Ubiquitin-1 after alanines are replaced by cystines: MQIFVKTLTGKTITLEVEPSDTIENVKCKIQDKEGIPPDQQRLIFCGKQLEDGRTLSDYNIQKESTLHLVLRLRGG


## 1.3 Using external packages

There is a huge amount of useful Python packages. Many packages are already shipped with your Python installation, others you need to install for example with the command line package manager _pip_.
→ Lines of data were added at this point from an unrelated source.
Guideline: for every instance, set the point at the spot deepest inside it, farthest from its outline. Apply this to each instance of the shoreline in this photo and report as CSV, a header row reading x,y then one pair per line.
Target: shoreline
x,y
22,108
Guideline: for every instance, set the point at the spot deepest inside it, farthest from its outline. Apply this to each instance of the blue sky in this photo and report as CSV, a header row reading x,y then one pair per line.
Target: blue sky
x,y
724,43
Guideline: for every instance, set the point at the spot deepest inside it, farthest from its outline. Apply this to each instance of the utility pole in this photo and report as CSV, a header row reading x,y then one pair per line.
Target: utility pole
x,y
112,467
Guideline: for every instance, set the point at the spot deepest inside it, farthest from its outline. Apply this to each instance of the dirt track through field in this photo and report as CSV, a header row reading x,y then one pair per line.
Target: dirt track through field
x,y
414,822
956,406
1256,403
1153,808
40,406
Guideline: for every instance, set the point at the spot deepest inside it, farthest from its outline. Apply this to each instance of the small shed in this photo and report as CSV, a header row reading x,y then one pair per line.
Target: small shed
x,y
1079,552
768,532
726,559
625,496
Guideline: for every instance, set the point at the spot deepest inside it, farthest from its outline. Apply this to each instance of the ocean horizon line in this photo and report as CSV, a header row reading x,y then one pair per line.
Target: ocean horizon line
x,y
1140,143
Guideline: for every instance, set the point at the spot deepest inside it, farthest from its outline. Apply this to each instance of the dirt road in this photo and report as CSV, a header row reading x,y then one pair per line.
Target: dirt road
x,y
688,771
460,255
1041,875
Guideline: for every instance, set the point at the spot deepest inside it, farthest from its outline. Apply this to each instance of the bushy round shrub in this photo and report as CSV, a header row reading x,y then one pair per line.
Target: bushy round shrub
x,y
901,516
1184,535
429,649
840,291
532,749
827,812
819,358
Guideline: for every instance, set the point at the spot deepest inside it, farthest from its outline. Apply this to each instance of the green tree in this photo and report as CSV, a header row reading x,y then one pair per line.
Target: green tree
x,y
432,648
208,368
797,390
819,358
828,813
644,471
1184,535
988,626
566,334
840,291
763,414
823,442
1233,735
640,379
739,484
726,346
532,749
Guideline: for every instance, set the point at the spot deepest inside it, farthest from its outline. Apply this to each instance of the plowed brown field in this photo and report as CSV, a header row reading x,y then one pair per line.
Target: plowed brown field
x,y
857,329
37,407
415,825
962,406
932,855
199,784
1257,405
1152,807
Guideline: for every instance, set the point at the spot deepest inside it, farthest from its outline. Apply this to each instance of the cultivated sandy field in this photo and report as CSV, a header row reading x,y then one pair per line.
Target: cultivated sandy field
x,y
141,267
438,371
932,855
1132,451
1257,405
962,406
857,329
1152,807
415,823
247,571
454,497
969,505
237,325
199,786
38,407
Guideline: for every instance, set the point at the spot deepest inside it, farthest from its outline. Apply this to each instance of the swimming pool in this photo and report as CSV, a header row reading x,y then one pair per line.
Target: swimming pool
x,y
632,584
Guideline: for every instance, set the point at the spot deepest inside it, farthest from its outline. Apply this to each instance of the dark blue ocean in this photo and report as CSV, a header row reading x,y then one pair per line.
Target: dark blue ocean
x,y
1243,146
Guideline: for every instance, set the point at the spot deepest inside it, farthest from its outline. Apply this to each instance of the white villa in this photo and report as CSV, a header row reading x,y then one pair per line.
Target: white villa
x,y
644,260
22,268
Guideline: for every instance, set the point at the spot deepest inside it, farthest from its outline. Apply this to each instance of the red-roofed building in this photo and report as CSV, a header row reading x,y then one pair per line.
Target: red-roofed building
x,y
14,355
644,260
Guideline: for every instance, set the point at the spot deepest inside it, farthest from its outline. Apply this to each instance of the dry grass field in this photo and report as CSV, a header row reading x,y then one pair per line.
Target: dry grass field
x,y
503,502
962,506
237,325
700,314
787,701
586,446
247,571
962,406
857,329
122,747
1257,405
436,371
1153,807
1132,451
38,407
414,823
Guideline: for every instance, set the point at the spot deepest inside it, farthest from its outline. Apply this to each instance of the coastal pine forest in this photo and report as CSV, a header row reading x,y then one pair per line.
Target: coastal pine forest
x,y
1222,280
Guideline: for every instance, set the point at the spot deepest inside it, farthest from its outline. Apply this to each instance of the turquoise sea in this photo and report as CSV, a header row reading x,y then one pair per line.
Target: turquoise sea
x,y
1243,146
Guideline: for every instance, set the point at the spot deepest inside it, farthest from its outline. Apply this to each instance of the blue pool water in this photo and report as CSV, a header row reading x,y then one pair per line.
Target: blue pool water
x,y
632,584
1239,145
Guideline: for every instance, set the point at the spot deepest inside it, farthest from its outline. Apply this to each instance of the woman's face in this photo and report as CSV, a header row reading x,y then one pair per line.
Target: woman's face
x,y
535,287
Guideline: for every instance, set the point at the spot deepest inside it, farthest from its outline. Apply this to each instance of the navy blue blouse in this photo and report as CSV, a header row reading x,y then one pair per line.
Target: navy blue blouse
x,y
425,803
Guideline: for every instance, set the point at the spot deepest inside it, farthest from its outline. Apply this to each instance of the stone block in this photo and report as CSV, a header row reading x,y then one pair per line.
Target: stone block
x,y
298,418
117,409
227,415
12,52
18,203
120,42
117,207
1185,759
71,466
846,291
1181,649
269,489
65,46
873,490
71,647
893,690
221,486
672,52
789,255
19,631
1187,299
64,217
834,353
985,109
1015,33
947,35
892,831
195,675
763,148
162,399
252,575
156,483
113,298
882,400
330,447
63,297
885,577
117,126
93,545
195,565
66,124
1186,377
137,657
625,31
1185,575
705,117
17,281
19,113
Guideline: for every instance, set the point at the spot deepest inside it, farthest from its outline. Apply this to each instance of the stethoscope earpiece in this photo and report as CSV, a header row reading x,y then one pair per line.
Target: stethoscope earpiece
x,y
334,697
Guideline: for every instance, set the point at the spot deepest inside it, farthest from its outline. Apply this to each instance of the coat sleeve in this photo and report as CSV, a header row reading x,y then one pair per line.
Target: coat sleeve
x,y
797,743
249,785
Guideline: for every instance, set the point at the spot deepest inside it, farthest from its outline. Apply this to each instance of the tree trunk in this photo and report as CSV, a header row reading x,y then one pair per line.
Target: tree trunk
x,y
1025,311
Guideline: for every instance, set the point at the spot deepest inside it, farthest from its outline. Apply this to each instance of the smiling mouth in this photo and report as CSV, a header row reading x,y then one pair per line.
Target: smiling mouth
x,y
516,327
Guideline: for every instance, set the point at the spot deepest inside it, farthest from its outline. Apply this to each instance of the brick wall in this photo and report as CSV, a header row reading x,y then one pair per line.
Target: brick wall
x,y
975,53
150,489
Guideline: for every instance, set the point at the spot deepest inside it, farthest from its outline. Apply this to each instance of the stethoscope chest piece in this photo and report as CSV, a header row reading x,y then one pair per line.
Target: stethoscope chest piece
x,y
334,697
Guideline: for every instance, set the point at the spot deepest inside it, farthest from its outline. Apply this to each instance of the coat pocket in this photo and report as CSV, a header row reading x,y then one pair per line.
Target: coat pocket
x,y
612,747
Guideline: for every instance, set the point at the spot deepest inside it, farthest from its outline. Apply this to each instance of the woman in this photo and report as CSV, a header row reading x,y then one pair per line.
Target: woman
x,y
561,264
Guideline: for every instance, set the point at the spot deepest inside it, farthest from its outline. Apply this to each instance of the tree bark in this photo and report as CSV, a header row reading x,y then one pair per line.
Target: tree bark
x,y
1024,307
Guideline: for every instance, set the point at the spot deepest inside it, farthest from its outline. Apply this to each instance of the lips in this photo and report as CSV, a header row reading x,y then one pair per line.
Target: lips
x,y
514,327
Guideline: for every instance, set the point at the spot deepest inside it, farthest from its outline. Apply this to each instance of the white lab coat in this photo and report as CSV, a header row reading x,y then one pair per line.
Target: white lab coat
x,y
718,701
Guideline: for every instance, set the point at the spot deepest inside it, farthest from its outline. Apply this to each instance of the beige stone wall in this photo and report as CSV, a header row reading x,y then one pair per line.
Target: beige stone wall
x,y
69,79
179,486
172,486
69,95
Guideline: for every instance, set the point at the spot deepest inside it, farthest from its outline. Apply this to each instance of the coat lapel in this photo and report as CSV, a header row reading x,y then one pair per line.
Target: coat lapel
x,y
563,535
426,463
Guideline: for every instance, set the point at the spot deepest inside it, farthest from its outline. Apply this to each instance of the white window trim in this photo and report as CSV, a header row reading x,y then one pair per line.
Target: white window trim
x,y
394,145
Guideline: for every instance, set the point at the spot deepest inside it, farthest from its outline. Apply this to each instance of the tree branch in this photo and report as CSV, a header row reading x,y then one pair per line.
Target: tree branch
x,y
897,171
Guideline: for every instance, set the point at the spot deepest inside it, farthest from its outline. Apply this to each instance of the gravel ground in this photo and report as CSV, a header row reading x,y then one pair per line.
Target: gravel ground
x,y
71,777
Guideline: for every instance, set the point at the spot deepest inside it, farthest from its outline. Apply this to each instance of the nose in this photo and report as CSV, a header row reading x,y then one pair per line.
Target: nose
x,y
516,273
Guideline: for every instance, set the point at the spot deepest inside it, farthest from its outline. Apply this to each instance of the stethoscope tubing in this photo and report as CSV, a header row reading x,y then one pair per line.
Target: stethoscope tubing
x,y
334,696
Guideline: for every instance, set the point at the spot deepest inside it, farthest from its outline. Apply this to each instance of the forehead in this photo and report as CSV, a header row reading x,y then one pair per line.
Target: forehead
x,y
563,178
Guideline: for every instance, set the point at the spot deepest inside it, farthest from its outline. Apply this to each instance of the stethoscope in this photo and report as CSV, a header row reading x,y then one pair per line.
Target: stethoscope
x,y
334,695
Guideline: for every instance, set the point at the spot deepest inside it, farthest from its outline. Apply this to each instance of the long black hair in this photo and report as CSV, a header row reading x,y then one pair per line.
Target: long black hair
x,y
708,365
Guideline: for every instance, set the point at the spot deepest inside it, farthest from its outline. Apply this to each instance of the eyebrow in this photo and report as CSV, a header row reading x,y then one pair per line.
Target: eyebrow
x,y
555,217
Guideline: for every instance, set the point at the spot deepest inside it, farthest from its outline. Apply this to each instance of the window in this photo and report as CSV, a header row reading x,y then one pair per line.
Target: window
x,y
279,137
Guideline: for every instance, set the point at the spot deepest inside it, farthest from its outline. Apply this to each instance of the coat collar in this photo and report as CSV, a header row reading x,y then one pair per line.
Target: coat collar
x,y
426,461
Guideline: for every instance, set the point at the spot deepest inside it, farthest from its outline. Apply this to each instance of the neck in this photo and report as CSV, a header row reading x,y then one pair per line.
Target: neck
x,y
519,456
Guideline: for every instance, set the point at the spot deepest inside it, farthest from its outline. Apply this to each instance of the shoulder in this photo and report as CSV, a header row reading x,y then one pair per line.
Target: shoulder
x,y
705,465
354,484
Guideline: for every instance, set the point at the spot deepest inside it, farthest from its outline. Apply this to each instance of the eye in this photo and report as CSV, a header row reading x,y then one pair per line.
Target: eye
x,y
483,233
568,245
Before using them in your code you must "_import_" the package.

In [27]:
# We import the standard "time" package
import time

Look up the help message for the function _time.time(...)_ by executing

In [28]:
help(time.time)

Help on built-in function time in module time:

time(...)
    time() -> floating point number
    
    Return the current time in seconds since the Epoch.
    Fractions of a second may be present if the system clock provides them.



In [29]:
t1 = time.time()
time.sleep(1.)
t2 = time.time()
print(f"This took {t2-t1} seconds.")

This took 1.0001001358032227 seconds.


### *1.3 TASKS*

Use _time.time(...)_ and the _pandas.read_excel(...)_ to measure the time that passes to open one of your excel sheets with the Pandas package.

In [30]:
import pandas

In [31]:
help(pandas.read_excel)

Help on function read_excel in module pandas.io.excel:

read_excel(io, sheet_name=0, header=0, names=None, index_col=None, usecols=None, squeeze=False, dtype=None, engine=None, converters=None, true_values=None, false_values=None, skiprows=None, nrows=None, na_values=None, parse_dates=False, date_parser=None, thousands=None, comment=None, skipfooter=0, convert_float=True, **kwds)
    Read an Excel table into a pandas DataFrame
    
    Parameters
    ----------
    io : string, path object (pathlib.Path or py._path.local.LocalPath),
        file-like object, pandas ExcelFile, or xlrd workbook.
        The string could be a URL. Valid URL schemes include http, ftp, s3,
        and file. For file URLs, a host is expected. For instance, a local
        file could be file://localhost/path/to/workbook.xlsx
    sheet_name : string, int, mixed list of strings/ints, or None, default 0
    
        Strings are used for sheet names, Integers are used in zero-indexed
        sheet positions.
    

In [32]:
ta=time.time()
pandas.read_excel('session1_antysBook1.xlsx')
tb=time.time()
print(f"This took {ta-tb} seconds.")

This took -0.07800769805908203 seconds.